Senator Alex White rightly stated facts are sacred and comment is free, but when one is dealing with rogue solicitors or criminals, it is very important to be able to say that such and such a criminal is hanging out with another criminal and has been doing so for ten years, thus resulting in the reasonable opinion that a third party, who is with those criminals all the time, is in fact a dodgy customer. This may not be a matter of fact but any reasonable person will assume that if one habitually hangs around with criminals, one has no good intent.

In this regard, consider the Ferns case. This story would not have emerged if many politicians, of both Houses, had their way. They would have introduced laws to prevent the publication of the facts and opinions necessary to throw light on the extraordinary events surrounding Fr. Fortune in Ferns.

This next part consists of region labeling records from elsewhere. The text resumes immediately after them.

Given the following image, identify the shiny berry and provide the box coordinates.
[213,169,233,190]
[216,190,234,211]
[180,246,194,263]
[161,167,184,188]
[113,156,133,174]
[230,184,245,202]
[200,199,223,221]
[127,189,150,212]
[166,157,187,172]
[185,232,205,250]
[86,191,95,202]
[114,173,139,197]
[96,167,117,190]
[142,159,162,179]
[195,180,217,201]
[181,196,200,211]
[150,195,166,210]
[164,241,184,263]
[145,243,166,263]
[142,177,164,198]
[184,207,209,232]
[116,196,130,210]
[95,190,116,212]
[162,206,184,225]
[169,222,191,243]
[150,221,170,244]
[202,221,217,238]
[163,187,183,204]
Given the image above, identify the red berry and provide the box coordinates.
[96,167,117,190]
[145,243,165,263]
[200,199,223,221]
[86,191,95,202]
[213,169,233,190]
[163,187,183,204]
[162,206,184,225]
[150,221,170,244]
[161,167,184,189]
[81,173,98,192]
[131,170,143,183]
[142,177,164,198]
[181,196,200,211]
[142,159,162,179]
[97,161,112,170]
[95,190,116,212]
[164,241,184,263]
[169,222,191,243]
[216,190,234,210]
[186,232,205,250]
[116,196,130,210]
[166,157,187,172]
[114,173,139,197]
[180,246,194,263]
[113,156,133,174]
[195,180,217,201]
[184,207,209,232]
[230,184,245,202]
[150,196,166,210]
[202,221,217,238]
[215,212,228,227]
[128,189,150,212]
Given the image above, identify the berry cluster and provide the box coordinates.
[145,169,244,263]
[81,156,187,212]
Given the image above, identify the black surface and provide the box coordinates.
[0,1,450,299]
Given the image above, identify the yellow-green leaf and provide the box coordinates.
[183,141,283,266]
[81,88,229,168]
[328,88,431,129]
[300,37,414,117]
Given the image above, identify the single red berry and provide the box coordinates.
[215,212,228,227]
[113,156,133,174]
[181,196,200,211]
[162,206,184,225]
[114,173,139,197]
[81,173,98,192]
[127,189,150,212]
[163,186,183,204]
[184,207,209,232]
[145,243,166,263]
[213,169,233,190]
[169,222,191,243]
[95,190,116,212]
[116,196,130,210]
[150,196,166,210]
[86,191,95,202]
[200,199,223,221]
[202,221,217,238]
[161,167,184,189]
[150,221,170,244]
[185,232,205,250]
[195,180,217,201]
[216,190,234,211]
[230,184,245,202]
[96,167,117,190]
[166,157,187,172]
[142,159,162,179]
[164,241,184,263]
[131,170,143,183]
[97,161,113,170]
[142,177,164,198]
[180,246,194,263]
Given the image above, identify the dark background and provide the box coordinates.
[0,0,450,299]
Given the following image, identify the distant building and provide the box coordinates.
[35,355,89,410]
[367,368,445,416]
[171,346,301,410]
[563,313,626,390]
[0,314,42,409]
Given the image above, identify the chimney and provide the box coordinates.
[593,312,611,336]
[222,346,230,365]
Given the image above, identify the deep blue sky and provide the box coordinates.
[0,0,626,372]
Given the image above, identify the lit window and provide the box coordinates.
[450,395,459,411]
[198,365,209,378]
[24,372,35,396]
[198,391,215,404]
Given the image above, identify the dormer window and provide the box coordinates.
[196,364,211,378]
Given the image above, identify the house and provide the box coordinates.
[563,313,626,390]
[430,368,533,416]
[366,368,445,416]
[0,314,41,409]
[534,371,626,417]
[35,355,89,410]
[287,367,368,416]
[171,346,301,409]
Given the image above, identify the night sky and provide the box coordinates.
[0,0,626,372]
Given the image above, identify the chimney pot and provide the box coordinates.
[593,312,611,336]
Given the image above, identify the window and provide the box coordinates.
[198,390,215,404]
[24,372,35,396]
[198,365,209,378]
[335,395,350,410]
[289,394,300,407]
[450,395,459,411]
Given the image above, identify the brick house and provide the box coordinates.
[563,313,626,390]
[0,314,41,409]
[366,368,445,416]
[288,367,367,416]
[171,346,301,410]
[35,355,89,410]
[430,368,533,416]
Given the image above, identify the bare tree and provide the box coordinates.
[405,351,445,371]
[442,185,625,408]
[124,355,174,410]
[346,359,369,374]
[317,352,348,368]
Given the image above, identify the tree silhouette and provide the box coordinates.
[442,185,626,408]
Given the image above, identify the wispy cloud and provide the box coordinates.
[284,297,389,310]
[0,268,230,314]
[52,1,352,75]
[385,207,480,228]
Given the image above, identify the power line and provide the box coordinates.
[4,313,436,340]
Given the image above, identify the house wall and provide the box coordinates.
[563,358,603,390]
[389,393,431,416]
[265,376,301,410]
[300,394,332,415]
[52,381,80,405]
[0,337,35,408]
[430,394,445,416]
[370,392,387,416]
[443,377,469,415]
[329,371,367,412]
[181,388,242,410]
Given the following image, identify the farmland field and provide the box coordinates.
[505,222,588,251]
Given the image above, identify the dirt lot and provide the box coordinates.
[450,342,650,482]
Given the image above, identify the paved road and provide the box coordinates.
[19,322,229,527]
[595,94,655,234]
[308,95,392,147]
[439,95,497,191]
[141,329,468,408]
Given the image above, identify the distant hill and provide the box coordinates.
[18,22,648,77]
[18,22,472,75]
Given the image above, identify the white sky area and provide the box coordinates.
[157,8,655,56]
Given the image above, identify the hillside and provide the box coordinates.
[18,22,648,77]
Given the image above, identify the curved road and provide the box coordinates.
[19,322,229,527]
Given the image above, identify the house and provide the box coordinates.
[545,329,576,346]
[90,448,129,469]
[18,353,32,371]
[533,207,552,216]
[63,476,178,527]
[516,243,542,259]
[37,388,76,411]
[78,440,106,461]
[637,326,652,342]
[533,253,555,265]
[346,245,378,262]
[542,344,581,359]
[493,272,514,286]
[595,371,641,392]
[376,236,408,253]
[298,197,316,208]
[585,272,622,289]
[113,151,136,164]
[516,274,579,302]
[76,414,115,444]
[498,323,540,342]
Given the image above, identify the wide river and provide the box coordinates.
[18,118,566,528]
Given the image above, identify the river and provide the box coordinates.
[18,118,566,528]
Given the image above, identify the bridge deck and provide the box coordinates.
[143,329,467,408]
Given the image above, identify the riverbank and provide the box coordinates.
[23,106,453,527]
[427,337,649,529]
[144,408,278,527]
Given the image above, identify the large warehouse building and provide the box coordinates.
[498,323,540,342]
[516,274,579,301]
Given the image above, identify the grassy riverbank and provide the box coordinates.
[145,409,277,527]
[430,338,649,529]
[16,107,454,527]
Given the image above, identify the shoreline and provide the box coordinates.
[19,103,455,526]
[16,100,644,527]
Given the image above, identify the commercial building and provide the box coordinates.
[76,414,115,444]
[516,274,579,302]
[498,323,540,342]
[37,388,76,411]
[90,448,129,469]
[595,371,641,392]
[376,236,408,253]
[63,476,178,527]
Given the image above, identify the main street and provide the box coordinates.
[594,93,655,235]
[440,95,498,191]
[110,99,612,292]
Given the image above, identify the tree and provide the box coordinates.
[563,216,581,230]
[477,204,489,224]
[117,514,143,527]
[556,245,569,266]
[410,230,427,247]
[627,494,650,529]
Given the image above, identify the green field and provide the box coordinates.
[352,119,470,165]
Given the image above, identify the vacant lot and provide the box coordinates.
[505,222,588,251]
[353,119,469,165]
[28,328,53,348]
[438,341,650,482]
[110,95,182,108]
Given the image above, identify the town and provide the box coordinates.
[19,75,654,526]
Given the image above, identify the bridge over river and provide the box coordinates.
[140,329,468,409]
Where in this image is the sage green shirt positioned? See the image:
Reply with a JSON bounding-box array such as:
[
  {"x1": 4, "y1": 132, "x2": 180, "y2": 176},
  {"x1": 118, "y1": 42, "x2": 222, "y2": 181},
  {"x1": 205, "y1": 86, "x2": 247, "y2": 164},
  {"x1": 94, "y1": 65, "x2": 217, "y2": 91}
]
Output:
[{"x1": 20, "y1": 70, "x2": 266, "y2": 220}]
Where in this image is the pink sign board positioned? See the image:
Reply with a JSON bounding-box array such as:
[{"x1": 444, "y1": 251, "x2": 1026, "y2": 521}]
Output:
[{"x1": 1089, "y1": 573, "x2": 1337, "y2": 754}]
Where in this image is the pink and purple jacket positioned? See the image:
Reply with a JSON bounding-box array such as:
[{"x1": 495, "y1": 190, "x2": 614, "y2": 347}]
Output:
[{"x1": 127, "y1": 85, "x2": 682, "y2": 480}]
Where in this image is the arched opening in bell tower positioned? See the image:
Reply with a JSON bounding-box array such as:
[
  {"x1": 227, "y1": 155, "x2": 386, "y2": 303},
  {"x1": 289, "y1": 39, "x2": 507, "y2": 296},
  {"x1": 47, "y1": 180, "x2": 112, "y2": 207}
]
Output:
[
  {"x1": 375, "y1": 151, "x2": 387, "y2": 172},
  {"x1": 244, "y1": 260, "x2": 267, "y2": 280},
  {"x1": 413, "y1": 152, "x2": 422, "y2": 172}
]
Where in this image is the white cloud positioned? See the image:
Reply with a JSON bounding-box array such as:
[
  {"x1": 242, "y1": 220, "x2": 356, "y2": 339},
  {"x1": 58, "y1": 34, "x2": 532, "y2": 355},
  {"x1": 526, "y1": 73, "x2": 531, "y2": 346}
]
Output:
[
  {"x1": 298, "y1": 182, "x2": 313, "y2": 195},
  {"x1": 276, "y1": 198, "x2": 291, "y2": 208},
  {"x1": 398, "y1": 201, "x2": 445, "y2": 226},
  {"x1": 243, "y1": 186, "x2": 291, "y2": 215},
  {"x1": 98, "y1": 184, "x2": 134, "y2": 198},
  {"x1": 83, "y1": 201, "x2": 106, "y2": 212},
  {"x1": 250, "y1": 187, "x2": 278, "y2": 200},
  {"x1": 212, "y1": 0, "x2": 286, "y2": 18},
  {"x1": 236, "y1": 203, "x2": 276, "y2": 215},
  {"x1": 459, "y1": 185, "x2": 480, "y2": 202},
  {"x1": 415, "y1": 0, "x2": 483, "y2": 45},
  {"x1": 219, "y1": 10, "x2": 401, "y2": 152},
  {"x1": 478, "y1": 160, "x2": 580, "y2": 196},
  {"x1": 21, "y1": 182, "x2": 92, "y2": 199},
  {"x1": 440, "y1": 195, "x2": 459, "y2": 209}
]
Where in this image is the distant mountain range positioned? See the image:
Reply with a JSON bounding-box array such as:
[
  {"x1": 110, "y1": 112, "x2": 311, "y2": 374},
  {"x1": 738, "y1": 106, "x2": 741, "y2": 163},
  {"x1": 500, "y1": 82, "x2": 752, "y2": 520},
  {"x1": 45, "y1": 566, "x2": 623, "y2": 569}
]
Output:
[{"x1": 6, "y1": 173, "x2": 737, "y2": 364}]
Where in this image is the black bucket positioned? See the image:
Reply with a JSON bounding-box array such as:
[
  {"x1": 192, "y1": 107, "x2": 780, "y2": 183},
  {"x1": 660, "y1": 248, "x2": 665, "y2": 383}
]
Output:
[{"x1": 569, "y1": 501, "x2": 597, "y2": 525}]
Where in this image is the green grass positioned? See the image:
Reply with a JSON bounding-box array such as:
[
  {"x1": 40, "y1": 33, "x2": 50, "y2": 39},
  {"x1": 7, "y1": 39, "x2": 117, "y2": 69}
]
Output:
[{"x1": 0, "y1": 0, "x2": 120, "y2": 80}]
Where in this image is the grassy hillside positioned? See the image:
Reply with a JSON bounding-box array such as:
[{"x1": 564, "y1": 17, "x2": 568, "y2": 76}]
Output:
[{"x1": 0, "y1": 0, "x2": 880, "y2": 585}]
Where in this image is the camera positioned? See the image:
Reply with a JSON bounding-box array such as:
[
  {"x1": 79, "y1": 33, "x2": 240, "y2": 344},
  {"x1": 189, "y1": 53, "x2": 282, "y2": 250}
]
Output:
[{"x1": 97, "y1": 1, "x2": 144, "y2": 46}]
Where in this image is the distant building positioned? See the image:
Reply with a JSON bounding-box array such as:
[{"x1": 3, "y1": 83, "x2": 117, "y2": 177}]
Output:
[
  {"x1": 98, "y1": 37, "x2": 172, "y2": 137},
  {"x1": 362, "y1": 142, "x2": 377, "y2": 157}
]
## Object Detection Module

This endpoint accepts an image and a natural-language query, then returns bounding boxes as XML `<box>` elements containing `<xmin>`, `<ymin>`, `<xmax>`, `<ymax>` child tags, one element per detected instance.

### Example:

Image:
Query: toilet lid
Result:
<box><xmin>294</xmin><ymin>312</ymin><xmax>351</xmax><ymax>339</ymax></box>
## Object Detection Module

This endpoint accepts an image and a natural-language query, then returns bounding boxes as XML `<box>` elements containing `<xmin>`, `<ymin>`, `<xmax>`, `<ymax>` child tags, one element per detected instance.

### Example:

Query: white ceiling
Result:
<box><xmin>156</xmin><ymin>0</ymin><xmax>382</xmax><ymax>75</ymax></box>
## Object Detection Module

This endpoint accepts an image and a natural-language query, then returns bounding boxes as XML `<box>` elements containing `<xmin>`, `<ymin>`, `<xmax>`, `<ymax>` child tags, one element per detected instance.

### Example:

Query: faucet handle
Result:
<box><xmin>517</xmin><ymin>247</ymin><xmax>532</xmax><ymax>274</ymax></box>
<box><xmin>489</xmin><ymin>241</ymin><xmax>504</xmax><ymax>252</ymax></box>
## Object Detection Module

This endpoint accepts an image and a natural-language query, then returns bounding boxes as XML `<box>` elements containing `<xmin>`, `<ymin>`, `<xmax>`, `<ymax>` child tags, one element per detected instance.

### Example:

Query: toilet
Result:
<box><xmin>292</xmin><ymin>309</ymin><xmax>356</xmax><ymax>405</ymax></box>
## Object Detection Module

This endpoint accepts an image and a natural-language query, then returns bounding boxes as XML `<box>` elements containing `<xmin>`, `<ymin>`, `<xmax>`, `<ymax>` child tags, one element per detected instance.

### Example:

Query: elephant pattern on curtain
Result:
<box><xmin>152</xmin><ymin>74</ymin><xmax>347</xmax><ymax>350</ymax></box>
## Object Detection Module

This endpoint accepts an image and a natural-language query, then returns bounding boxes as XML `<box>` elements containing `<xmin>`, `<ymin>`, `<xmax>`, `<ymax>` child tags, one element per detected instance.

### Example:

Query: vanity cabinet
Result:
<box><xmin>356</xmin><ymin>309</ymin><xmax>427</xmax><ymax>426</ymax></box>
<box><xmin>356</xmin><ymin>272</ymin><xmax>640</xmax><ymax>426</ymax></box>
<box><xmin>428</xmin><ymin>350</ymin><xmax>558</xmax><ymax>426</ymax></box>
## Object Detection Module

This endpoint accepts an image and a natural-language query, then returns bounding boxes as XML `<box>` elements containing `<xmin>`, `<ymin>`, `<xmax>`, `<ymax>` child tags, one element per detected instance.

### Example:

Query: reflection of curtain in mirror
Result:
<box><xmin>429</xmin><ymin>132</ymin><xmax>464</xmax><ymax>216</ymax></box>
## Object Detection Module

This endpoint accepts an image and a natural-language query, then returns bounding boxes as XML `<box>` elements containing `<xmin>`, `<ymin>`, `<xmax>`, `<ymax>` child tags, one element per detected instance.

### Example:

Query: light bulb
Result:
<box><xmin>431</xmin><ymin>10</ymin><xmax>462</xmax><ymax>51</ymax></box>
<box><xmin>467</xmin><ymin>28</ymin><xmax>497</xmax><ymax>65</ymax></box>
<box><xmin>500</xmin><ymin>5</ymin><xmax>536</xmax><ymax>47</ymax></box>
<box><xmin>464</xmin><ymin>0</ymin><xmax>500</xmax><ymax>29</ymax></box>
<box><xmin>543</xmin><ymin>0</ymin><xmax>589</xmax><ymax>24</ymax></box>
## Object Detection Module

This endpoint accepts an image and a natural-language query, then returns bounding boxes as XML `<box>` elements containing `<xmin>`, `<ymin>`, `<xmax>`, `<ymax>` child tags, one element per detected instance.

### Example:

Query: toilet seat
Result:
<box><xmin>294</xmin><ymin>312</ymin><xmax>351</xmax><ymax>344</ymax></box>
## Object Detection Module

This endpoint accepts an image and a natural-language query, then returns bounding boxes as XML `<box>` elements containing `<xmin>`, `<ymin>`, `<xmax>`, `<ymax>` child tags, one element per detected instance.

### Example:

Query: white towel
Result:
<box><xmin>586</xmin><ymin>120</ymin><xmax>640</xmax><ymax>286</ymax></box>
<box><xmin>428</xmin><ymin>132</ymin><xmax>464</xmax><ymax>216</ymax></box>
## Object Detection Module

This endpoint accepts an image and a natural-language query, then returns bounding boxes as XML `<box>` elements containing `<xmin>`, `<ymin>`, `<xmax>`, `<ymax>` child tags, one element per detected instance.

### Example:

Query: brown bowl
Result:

In the cases I can recall, including that of the money lending tribunal and the Irish Hospitals Trust sweepstake, in addition to those involving Denis O'Brien and Michael McDonagh and the recent ones involving rogue solicitors, all I see are strong people. In a society in which anybody can approach a solicitor on a "no foal, no fee basis" to take a mischievous case, there is no particular danger to the small man. The case of the small man that is being posited is mythical. What goes on in both Houses regarding the libel laws and the privacy Bill shows excessive concern for the proprieties of politicians.

This is an open democracy. Provided there is genuine freedom of the press, an adequate apology system and adequate freedom of discourse, we should take a bit more of the rough with the smooth and stop trying to crush press freedoms, which, in the fine analysis, we have seen to be the foundation of freedom so many times in our democracy.